Yolculuk boyunca her adımda önüne çıkan her ‘yeni’yi merakla gözlerken, geçmişi de hatırladığını ayrımsar. Yuvadan uzaklaşan, yuvada geçirdiği zamanın ruhunda yeniden aktığına tanık olur. Ne olmuştu? Yola çıkana kadar olan hayat nasıl olup da tam da bu ana getirmişti onu? Neden şimdi yuvadan uzaklaşıyor ve gideceği yere heybesinde ne taşıyor?
Bir hesaplaşmadır yolculuk. Yanına aldıklarının bazıları yol boyunca süren geçmiş sorgulamasıyla değersizleşirken, heybenin içine öylesine ya da farkına varmadan tıkıştırılan başka şeyler aksine çok daha anlamlı hale gelir. Tıpkı geçmiş gibi. Yol boyunca geçmişin ırmağı içinden aktıkça, o zamana kadar önemsediklerinin ne denli değersiz olduğunu, hiç değer vermediklerinin ise belki de onu inşa eden asıl tuğlalar olduğunu görmeye başlar insan.
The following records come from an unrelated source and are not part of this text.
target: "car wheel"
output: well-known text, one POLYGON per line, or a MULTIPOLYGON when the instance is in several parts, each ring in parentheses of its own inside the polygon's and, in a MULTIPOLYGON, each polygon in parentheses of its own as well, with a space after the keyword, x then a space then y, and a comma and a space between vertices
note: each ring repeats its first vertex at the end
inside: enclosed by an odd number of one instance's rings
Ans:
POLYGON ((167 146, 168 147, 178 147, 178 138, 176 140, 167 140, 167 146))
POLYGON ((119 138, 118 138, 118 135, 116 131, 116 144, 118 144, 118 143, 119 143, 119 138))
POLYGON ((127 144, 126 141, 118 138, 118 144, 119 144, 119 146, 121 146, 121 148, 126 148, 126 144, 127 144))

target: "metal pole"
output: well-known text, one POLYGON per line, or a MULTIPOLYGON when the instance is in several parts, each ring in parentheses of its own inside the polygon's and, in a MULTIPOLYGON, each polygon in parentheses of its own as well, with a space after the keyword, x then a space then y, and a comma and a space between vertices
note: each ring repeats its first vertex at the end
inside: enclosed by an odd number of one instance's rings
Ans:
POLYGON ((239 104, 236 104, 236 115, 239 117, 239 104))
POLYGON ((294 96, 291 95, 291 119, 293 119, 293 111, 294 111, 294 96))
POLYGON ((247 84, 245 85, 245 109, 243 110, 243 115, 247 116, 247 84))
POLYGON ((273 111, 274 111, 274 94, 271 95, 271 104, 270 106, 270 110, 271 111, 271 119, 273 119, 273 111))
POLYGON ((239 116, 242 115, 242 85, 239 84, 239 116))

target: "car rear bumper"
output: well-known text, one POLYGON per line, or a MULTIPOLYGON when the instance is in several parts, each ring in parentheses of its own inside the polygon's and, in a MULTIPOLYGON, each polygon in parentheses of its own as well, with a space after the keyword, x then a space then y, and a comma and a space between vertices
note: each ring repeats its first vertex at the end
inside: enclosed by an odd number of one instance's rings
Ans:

Bu yıkım yapım dinamiğini belirleyen yola eşlik edenler olduğu kadar, yolda karşılaştıkları ve yolda katılanlardır.

Bu yüzden bir kere yola çıkan ne vardığı yerde ne de geri dönüşünde yola çıkmadan önceki kişi olamaz. Aynı şekilde ne vardığı menzil yola çıkarken bildiği yerdir ne de döneceği yuva.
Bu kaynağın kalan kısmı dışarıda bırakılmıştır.